Et bien sûr les artistes : l'émotion de voir Anne Sophie Von Otter accompagnée au piano pour ce beau Lied de Mozart, deux des plus beaux barytons wagnériens de l'heure, Zeppenfeld et Groissböck, l'enfant chéri du théâtre Jonas Kaufmann dans sa version extériorisée puis intériorisée, la majestueuse Nina Stemme ou l'émouvante Elina Garança qui ont fait le voyage pour rendre hommage à la belle et bonne musique de cette scène où elles ont brillé plus d'une fois, les habitués de Munich que sont Koch, Gerhaher, Breslik, Damrau, qu'on revoit toujours avec plaisir dans des extraits de leurs meilleurs rôles (la "qualité" Munich), l'engagement scénique intact d'Ermonella Jaho ou de Marlis Petersen dans des rôles où elles ont excellé. On regrettera bien sûr qu'à la veille d'un Tristan und Isolde, le dernier, celui de la retransmission, Anja Harteros ait jugé sage de s'abstenir, ce pilier historique de Munich qui manque évidemment au tableau de famille comme d'autres artistes retenus par les festivals, les arènes et autres manifestations dans cette période où les restrictions sanitaires rendent difficiles certains voyages mais les plus nombreux ont répondu présent. D'une manière générale la qualité du chant était, comme attendu, au sommet, il serait donc difficile d'entrer davantage dans les détails sauf pour souligner l'excellence de chacun le temps d'un air : l'improvizzo époustouflant de l'Andréa Chénier en colère de Jonas Kaufmann, puis son air mélancolique et triste du Paul de die Tote Stadt, signe d'un artiste immense que l'on connait bien dans ces murs et qui en a fait les grandes heures par un nombre impressionnant de prises de rôles, l'air de Leonore de la Favorite (malheureusement en italien) qui est l'une des plus belles incarnation vue sur scène à Munich d'Elina Garança, timbre incroyablement fluide et là aussi, interprétation hors paire, l'Isolde de Nina Stemme, sans doute indépassable aujourd'hui, en tous cas bouleversante, auront été mes préférés. Mais je ne saurais oublier l'émotion que dégageait le Wolfram de Simon Keenlyside qui a élu depuis quelques années domicile à Munich et y revient régulièrement nous offrir son singulier talent. 

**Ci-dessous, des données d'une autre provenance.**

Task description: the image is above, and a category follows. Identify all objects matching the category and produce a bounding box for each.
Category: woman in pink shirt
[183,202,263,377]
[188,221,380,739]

Vous l'avez compris c'est très difficile de parler de tout le monde mais l'ensemble des artistes a été, pour ce soir, pour son directeur, hors du commun. Le public dans la salle et à l’extérieur n’en finissait pas de manifester sa joie d’appartenir finalement à cette grande famille… A revoir une dernière fois le 3 Août, sans faute par le lien du site du BSO.

Le concert était également retransmis en extérieur, sur grand écran, sur la Marstallplatz dans le cadre de l’événement munichois « Oper fûr alle » (l’Opéra pour tous) qui a lieu chaque année lors du festival d’été.